I'm sorry for delay with my reply.
>which drawbacks (in instruction set) have x86 processors
>in sense as computing engines for QM ?
As to me, the most important problem is a rather small
number of available registers, especially in 32-bit mode.
Perhaps you could find something interesting on this and related
topics in my (very old and severe outdated) presentation (in pdf format)
on the PC GAMESS optimization techniques given at the meeting
with Intel's software engineers in November 1999 (Intel, Hillsboro. Oregon).
It is located here http://classic.chem.msu.su/gran/gamess/tutor.pdf
>Which instructions or architecture principles
>you would add to x86 for QM calculations ?
I'd prefer to have at my disposal a couple of instructions
for fast direct data movement between x87 FPU and SSE/AVX registers.
>Which parts of QM-computing you would compute
>on special FPGAs ?
I think it is impossible to answer this question without at least
minimal information on a particular FPGA. As far as I know, most
applications so far was in MD rather than in QC.
>There are benchmarks for Phenom X4 on your site.
>As far as I understand benchmarks for Bulldozer will
>better almost twice (even without FMA).
>So, on sinle node AMD is better than Intel, yes ?
>(due to many physical cores)
No, this is not the case.

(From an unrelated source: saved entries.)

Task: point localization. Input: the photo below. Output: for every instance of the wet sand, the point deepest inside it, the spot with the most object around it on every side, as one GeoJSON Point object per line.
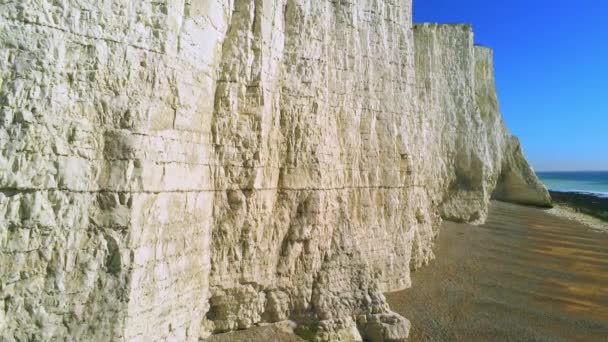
{"type": "Point", "coordinates": [525, 275]}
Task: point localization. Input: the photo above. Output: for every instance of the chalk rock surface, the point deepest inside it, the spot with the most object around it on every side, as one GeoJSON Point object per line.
{"type": "Point", "coordinates": [175, 169]}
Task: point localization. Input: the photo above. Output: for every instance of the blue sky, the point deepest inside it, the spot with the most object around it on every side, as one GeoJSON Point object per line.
{"type": "Point", "coordinates": [551, 61]}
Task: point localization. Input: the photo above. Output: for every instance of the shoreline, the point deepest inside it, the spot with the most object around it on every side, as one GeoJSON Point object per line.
{"type": "Point", "coordinates": [524, 275]}
{"type": "Point", "coordinates": [584, 208]}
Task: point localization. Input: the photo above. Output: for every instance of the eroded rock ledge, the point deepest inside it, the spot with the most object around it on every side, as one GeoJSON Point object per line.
{"type": "Point", "coordinates": [171, 169]}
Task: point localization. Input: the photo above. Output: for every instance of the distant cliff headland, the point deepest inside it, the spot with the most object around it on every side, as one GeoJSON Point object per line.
{"type": "Point", "coordinates": [171, 170]}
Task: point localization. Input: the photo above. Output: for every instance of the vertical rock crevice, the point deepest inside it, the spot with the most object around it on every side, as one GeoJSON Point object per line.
{"type": "Point", "coordinates": [174, 169]}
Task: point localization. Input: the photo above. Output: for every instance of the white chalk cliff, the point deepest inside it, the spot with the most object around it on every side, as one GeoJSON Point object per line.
{"type": "Point", "coordinates": [174, 169]}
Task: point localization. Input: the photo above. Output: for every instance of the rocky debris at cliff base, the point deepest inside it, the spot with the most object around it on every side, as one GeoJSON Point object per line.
{"type": "Point", "coordinates": [525, 275]}
{"type": "Point", "coordinates": [171, 170]}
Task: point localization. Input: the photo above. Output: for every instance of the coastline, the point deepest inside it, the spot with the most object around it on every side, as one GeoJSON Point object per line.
{"type": "Point", "coordinates": [524, 275]}
{"type": "Point", "coordinates": [581, 207]}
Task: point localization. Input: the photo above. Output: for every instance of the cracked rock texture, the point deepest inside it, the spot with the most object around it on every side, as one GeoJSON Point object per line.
{"type": "Point", "coordinates": [175, 169]}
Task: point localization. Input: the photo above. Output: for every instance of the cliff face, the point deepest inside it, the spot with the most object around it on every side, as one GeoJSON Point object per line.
{"type": "Point", "coordinates": [174, 169]}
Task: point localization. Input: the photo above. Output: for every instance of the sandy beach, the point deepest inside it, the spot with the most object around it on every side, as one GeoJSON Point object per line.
{"type": "Point", "coordinates": [525, 275]}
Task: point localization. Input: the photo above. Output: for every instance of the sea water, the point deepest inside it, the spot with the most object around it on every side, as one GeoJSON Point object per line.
{"type": "Point", "coordinates": [589, 182]}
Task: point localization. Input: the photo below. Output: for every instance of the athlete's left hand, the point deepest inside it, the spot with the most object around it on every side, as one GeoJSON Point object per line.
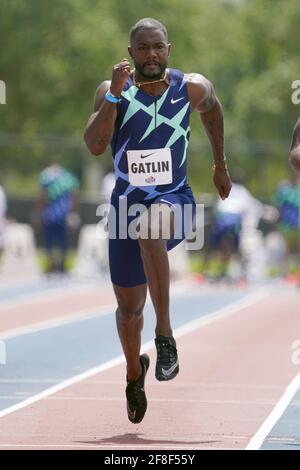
{"type": "Point", "coordinates": [222, 182]}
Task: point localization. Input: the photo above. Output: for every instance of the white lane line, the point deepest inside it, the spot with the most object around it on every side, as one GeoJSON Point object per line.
{"type": "Point", "coordinates": [258, 439]}
{"type": "Point", "coordinates": [44, 294]}
{"type": "Point", "coordinates": [191, 326]}
{"type": "Point", "coordinates": [65, 319]}
{"type": "Point", "coordinates": [61, 386]}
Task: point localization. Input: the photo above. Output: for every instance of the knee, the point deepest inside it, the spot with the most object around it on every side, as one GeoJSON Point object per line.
{"type": "Point", "coordinates": [152, 247]}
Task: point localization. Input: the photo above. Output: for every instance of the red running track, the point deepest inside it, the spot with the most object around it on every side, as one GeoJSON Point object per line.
{"type": "Point", "coordinates": [233, 372]}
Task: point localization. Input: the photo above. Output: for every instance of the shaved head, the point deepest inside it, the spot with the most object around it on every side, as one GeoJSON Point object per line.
{"type": "Point", "coordinates": [148, 23]}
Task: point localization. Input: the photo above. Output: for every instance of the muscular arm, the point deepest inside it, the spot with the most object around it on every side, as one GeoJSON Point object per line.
{"type": "Point", "coordinates": [294, 156]}
{"type": "Point", "coordinates": [100, 127]}
{"type": "Point", "coordinates": [205, 102]}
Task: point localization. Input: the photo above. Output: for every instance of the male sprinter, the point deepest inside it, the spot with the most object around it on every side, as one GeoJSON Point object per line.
{"type": "Point", "coordinates": [144, 115]}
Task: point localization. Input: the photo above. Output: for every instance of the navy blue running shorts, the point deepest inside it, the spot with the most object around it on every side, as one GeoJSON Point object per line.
{"type": "Point", "coordinates": [125, 262]}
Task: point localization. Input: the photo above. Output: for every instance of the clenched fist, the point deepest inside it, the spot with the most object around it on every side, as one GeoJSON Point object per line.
{"type": "Point", "coordinates": [120, 76]}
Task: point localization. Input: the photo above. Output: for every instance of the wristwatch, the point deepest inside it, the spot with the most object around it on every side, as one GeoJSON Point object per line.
{"type": "Point", "coordinates": [112, 98]}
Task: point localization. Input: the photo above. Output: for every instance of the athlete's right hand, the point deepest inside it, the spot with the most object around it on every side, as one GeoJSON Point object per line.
{"type": "Point", "coordinates": [120, 76]}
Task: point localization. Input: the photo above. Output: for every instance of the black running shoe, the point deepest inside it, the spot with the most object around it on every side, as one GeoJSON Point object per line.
{"type": "Point", "coordinates": [167, 366]}
{"type": "Point", "coordinates": [135, 393]}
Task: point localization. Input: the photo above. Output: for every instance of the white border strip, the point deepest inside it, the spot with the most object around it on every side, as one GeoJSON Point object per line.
{"type": "Point", "coordinates": [258, 439]}
{"type": "Point", "coordinates": [191, 326]}
{"type": "Point", "coordinates": [62, 320]}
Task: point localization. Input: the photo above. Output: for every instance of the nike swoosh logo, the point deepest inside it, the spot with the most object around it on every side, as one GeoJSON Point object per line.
{"type": "Point", "coordinates": [167, 372]}
{"type": "Point", "coordinates": [131, 414]}
{"type": "Point", "coordinates": [176, 101]}
{"type": "Point", "coordinates": [148, 155]}
{"type": "Point", "coordinates": [168, 202]}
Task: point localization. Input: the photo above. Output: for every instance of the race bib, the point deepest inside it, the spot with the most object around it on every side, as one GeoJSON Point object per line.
{"type": "Point", "coordinates": [149, 167]}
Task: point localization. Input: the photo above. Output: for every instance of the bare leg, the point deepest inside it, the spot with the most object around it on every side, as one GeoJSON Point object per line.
{"type": "Point", "coordinates": [129, 317]}
{"type": "Point", "coordinates": [156, 265]}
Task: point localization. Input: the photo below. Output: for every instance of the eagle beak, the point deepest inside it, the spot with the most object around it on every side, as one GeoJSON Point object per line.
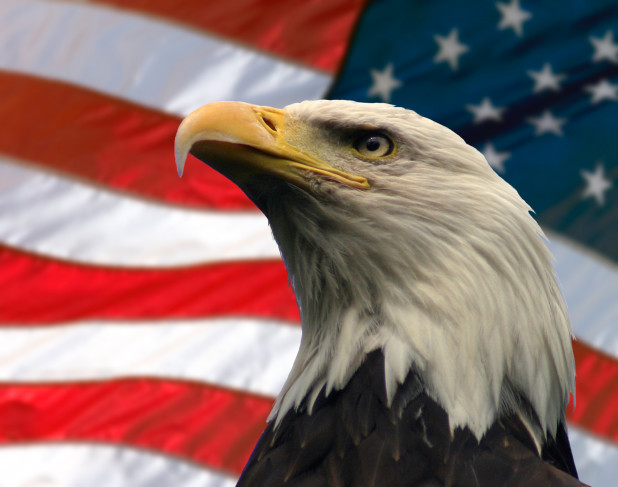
{"type": "Point", "coordinates": [241, 140]}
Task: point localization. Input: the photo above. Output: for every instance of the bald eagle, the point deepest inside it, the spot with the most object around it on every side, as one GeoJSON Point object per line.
{"type": "Point", "coordinates": [436, 346]}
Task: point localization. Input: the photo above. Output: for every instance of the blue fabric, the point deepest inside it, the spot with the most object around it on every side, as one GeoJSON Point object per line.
{"type": "Point", "coordinates": [546, 169]}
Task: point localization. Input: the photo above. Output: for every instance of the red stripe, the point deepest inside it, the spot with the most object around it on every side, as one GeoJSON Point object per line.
{"type": "Point", "coordinates": [315, 33]}
{"type": "Point", "coordinates": [39, 290]}
{"type": "Point", "coordinates": [203, 423]}
{"type": "Point", "coordinates": [101, 139]}
{"type": "Point", "coordinates": [207, 424]}
{"type": "Point", "coordinates": [597, 392]}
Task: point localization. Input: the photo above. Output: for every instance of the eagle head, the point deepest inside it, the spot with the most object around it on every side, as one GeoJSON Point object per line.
{"type": "Point", "coordinates": [398, 236]}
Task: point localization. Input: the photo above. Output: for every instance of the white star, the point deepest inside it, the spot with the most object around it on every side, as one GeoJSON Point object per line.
{"type": "Point", "coordinates": [596, 184]}
{"type": "Point", "coordinates": [605, 49]}
{"type": "Point", "coordinates": [485, 111]}
{"type": "Point", "coordinates": [383, 83]}
{"type": "Point", "coordinates": [512, 16]}
{"type": "Point", "coordinates": [546, 79]}
{"type": "Point", "coordinates": [450, 49]}
{"type": "Point", "coordinates": [603, 90]}
{"type": "Point", "coordinates": [547, 123]}
{"type": "Point", "coordinates": [496, 159]}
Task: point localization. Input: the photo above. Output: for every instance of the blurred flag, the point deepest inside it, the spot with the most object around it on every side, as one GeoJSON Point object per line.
{"type": "Point", "coordinates": [145, 322]}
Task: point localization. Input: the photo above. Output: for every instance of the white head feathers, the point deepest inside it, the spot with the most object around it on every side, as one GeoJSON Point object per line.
{"type": "Point", "coordinates": [439, 264]}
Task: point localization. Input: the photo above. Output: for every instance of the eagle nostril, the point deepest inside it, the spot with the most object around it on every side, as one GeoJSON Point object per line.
{"type": "Point", "coordinates": [269, 123]}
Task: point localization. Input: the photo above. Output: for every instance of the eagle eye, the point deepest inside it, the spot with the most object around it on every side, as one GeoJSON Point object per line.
{"type": "Point", "coordinates": [374, 145]}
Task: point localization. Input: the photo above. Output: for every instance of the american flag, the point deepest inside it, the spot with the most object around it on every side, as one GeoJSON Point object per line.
{"type": "Point", "coordinates": [146, 321]}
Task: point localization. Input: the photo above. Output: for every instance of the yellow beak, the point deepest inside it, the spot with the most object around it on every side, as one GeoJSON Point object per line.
{"type": "Point", "coordinates": [241, 140]}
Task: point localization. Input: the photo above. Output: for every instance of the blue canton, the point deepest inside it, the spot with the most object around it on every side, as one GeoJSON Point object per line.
{"type": "Point", "coordinates": [532, 85]}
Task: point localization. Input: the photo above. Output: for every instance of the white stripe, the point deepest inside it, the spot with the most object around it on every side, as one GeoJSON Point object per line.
{"type": "Point", "coordinates": [596, 460]}
{"type": "Point", "coordinates": [247, 354]}
{"type": "Point", "coordinates": [50, 215]}
{"type": "Point", "coordinates": [590, 287]}
{"type": "Point", "coordinates": [90, 465]}
{"type": "Point", "coordinates": [143, 59]}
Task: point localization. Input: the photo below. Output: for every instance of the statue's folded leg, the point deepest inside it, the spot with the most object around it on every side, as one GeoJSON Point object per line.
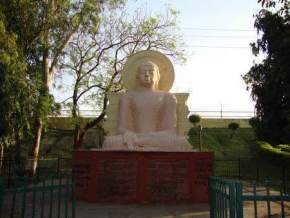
{"type": "Point", "coordinates": [164, 142]}
{"type": "Point", "coordinates": [114, 143]}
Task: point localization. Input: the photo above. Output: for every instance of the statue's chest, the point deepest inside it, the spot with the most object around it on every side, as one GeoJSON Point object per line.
{"type": "Point", "coordinates": [147, 104]}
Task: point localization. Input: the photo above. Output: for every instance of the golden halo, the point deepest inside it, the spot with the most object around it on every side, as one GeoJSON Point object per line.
{"type": "Point", "coordinates": [165, 66]}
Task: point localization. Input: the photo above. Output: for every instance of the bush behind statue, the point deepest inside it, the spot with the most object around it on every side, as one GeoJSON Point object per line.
{"type": "Point", "coordinates": [276, 155]}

Without FMA, Bulldozer is significantly
worse than Phenom X4, mainly because it has a very dubious level
one cache. With FMA, Bulldozed is better than Phenom provided that
FMA can be used efficiently (e.g. in dgemm code). However, Core i7
with AVX is much better than Bulldozer and Core i7 with AVX2 is
even better as it has FMA3.
Trust me, I have results of Firefly's benchmarks for all
these processors. :)
>I see in one presentation thesis that for single node
>AMD better but in cluster Intel better.
>Is it true, how you think ?
I do not think this is true.